Article 6

Print this page

1.   Member States shall provide for an exception or limitation to the right of reproduction and the right of making available to the public provided for respectively in Articles 2 and 3 of Directive 2001/29/EC to ensure that the organisations referred to in Article 1(1) are permitted to use orphan works contained in their collections in the following ways:
(a) by making the orphan work available to the public, within the meaning of Article 3 of Directive 2001/29/EC;
(b) by acts of reproduction, within the meaning of Article 2 of Directive 2001/29/EC, for the purposes of digitisation, making available, indexing, cataloguing, preservation or restoration.

2.   The organisations referred to in Article 1(1) shall use an orphan work in accordance with paragraph 1 of this Article only in order to achieve aims related to their public-interest missions, in particular the preservation of, the restoration of, and the provision of cultural and educational access to, works and phonograms contained in their collection. The organisations may generate revenues in the course of such uses, for the exclusive purpose of covering their costs of digitising orphan works and making them available to the public.

3.   Member States shall ensure that the organisations referred to in Article 1(1) indicate the name of identified authors and other rightholders in any use of an orphan work.

4.   This Directive is without prejudice to the freedom of contract of such organisations in the pursuit of their public-interest missions, particularly in respect of public-private partnership agreements.
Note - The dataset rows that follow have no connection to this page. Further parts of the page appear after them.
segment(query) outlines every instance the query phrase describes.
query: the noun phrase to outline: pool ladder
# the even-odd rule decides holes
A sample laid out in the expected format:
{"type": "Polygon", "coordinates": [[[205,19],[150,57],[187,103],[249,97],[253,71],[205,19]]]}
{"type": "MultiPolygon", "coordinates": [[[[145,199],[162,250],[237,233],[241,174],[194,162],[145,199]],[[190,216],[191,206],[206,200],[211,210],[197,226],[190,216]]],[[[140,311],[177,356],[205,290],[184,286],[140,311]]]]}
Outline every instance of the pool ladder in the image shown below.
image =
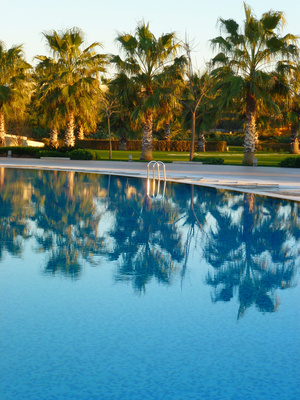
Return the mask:
{"type": "Polygon", "coordinates": [[[161,200],[165,197],[166,193],[166,167],[162,161],[150,161],[147,165],[147,196],[153,199],[161,200]],[[152,194],[150,194],[150,166],[152,165],[152,194]],[[160,195],[160,169],[163,168],[164,187],[163,193],[160,195]],[[155,171],[157,171],[157,191],[155,192],[155,171]]]}

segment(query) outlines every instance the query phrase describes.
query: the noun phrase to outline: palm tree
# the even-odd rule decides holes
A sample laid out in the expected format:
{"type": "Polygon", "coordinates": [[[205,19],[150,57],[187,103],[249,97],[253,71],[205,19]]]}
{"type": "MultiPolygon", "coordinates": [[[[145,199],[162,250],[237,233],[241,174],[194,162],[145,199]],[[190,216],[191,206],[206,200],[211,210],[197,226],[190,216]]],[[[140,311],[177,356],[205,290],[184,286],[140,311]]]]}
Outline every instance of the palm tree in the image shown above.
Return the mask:
{"type": "Polygon", "coordinates": [[[30,101],[30,68],[21,45],[6,50],[0,41],[0,145],[5,144],[5,116],[12,110],[23,112],[30,101]]]}
{"type": "Polygon", "coordinates": [[[291,126],[290,153],[299,154],[300,126],[300,58],[291,63],[280,63],[275,77],[275,92],[279,97],[284,120],[291,126]]]}
{"type": "Polygon", "coordinates": [[[244,3],[245,22],[241,28],[232,19],[220,18],[220,27],[226,34],[211,40],[220,52],[213,58],[219,65],[215,73],[222,79],[224,104],[239,98],[245,103],[244,165],[253,165],[257,143],[256,118],[259,102],[273,105],[266,87],[270,70],[279,57],[288,57],[296,50],[296,36],[280,36],[284,16],[280,11],[269,11],[257,19],[244,3]]]}
{"type": "Polygon", "coordinates": [[[112,56],[111,61],[117,67],[116,79],[123,83],[122,88],[137,94],[132,118],[142,124],[141,160],[152,159],[153,117],[159,107],[155,96],[157,77],[164,71],[166,63],[173,61],[179,46],[175,39],[174,32],[156,38],[145,22],[138,24],[134,35],[123,33],[116,38],[125,59],[112,56]]]}
{"type": "Polygon", "coordinates": [[[75,144],[75,118],[83,109],[92,107],[99,94],[99,72],[104,71],[106,56],[98,54],[94,42],[85,49],[83,32],[74,27],[66,31],[44,32],[53,58],[37,56],[40,62],[56,64],[55,79],[49,80],[45,90],[46,103],[55,101],[60,104],[60,112],[66,123],[65,144],[75,144]]]}
{"type": "Polygon", "coordinates": [[[55,88],[59,75],[59,64],[48,57],[39,56],[39,64],[35,69],[37,90],[33,97],[33,104],[39,115],[43,115],[46,124],[50,126],[49,146],[58,147],[58,133],[63,126],[62,99],[59,89],[55,88]],[[53,89],[52,89],[53,87],[53,89]]]}

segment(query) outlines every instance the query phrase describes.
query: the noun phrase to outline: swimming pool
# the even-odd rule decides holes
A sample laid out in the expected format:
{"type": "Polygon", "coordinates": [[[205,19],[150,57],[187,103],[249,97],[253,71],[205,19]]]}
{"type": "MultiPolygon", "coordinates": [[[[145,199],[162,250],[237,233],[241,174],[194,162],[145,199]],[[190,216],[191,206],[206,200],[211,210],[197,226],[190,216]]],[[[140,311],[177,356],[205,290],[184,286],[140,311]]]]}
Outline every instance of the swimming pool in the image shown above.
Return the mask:
{"type": "Polygon", "coordinates": [[[299,264],[297,203],[1,169],[1,399],[298,399],[299,264]]]}

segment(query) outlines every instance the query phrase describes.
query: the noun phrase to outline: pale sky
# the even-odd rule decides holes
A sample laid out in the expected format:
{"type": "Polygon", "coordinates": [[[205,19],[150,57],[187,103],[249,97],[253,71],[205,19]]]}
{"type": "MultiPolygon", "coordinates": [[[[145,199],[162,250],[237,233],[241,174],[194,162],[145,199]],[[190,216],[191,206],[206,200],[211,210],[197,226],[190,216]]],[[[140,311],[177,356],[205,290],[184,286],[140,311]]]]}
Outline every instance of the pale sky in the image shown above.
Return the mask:
{"type": "MultiPolygon", "coordinates": [[[[249,0],[260,18],[262,13],[283,11],[285,33],[300,36],[299,0],[249,0]]],[[[209,40],[219,35],[219,17],[244,20],[241,0],[0,0],[0,40],[7,48],[23,44],[28,62],[35,55],[49,55],[43,31],[77,26],[86,35],[86,44],[101,42],[102,53],[118,53],[114,40],[117,32],[133,33],[142,19],[150,23],[158,37],[175,31],[180,39],[194,42],[194,62],[201,67],[213,56],[209,40]]]]}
5.   Member States shall provide that a fair compensation is due to rightholders that put an end to the orphan work status of their works or other protected subject-matter for the use that has been made by the organisations referred to in Article 1(1) of such works and other protected subject-matter in accordance with paragraph 1 of this Article. Member States shall be free to determine the circumstances under which the payment of such compensation may be organised. The level of the compensation shall be determined, within the limits imposed by Union law, by the law of the Member State in which the organisation which uses the orphan work in question is established.